# Loading data

In [28]:
import pandas as pd

In [29]:
data = pd.read_csv("/kaggle/input/pseudo-psi/new_pseudo_data.csv")
# data = generate_data()

In [30]:
data

Unnamed: 0,0,1,2,3,4,5,6,7,8,9,...,9991,9992,9993,9994,9995,9996,9997,9998,9999,Labels
0,642,638,628,638,630,619,584,680,697,569,...,587,481,537,560,549,576,563,569,539,1
1,876,787,520,614,674,765,579,748,552,627,...,665,840,503,812,568,488,611,621,649,1
2,536,839,465,773,534,598,820,642,636,594,...,546,804,818,610,463,545,536,574,540,1
3,485,621,765,559,799,513,783,556,668,779,...,564,631,490,515,404,684,513,640,575,1
4,535,793,726,637,566,804,845,618,540,701,...,660,638,507,807,469,606,803,626,657,1
...,...,...,...,...,...,...,...,...,...,...,...,...,...,...,...,...,...,...,...,...,...
995,557,569,570,519,590,575,549,585,524,620,...,577,634,475,598,644,594,660,535,579,1
996,578,606,490,536,586,550,530,577,528,531,...,533,681,578,574,487,520,538,540,582,0
997,520,569,650,540,502,603,535,541,526,555,...,582,559,537,615,543,552,533,566,521,1
998,525,638,590,564,643,535,532,575,585,544,...,572,515,577,546,588,588,571,595,576,0


In [31]:
data["Labels"].value_counts()

1    710
0    290
Name: Labels, dtype: int64

In [32]:
data["Labels"] = data["Labels"].apply(lambda x: 1.0 if x == 0.0 else 0.0)

In [34]:
# data = data[0: 35]

In [35]:
data.shape

(35, 10001)

In [36]:
data["Labels"].value_counts()

0.0    30
1.0     5
Name: Labels, dtype: int64

# Preprocessing

In [37]:
import numpy as np

In [38]:
scores = data.iloc[:, :-1].to_numpy()
print(scores)
print(scores.shape)

[[642 638 628 ... 563 569 539]
 [876 787 520 ... 611 621 649]
 [536 839 465 ... 536 574 540]
 ...
 [576 606 560 ... 609 591 598]
 [558 643 607 ... 569 570 567]
 [658 504 615 ... 607 615 463]]
(35, 10000)


In [39]:
labels = data.iloc[:, -1].to_numpy()
print(labels.shape)

(35,)


# Train-Test split

In [40]:
from sklearn.model_selection import train_test_split

In [41]:
X_train, X_test, y_train, y_test = train_test_split(scores, labels, test_size=0.2, shuffle=False)

In [42]:
y_train = y_train[1:]
y_test = y_test[1:]

In [43]:
print(X_train.shape)
print(y_train.shape)

(28, 10000)
(27,)


In [44]:
print(X_test.shape)
print(y_test.shape)

(7, 10000)
(6,)


# Preparing interval frequencies

In [45]:
min_edge, max_edge = 300, 850
bin_edges = np.arange(min_edge, max_edge + 1, 1)
len(bin_edges)

551

In [46]:
train_size = len(bin_edges)
num_days_train = X_train.shape[0]
percent_days_train = np.zeros((num_days_train, train_size, train_size))

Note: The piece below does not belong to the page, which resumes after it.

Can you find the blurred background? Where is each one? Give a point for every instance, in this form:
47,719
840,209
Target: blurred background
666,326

for i in range(num_days_train):
    hist, _ = np.histogram(X_train[i], bins=bin_edges)
    for j in range(train_size - 1):
        for k in range(j + 1, train_size):
            percent_days_train[i, j, k] = np.sum(hist[j: k])

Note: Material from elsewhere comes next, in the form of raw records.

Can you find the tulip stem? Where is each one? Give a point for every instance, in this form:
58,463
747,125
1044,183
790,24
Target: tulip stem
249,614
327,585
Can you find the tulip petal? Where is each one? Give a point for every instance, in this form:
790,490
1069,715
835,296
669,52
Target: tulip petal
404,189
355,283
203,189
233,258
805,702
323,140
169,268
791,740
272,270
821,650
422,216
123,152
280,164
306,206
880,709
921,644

# with open('/content/drive/MyDrive/Distributed Data Discretization/data/percent_days.npy', 'rb') as f:
#     percent_days = np.load(f)

In [47]:
print(train_size)
print(num_days_train)

551
28


In [48]:
percent_days_train = percent_days_train / X_train.shape[1]

In [49]:
percent_days_train.shape

(28, 551, 551)

# Preparing PSIs

In [50]:
epsilon = 1e-8 # Smoothing hyperparameters

In [51]:
psi_train = []

for i in range(1, num_days_train):
    psi_train.append((percent_days_train[i] - percent_days_train[i - 1]) * np.log((percent_days_train[i] + epsilon) / (percent_days_train[i - 1] + epsilon)))

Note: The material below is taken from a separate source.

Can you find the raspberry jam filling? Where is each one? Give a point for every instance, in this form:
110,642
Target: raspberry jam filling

psi_train = np.array(psi_train)

In [52]:
psi_train.shape

(27, 551, 551)

In [53]:
psi_0_train = psi_train[(1 - y_train).astype(bool)]
print(psi_0_train.shape)

psi_0_train = np.sum(psi_0_train, axis=0)

# Normalization
psi_0_train = psi_0_train / np.sum(1 - y_train)
print(psi_0_train.shape)

(25, 551, 551)
(551, 551)


In [54]:
psi_1_train = psi_train[y_train.astype(bool)]
print(psi_1_train.shape)

psi_1_train = np.sum(psi_1_train, axis=0)

# Normalization
psi_1_train = psi_1_train / np.sum(y_train)
print(psi_1_train.shape)

(2, 551, 551)
(551, 551)


# Models

In [55]:
from ortools.linear_solver import pywraplp

## Declare the model

In [56]:
solver = pywraplp.Solver.CreateSolver('SCIP')

## Create the variables

In [57]:
x = np.empty(shape=(train_size, train_size), dtype=object)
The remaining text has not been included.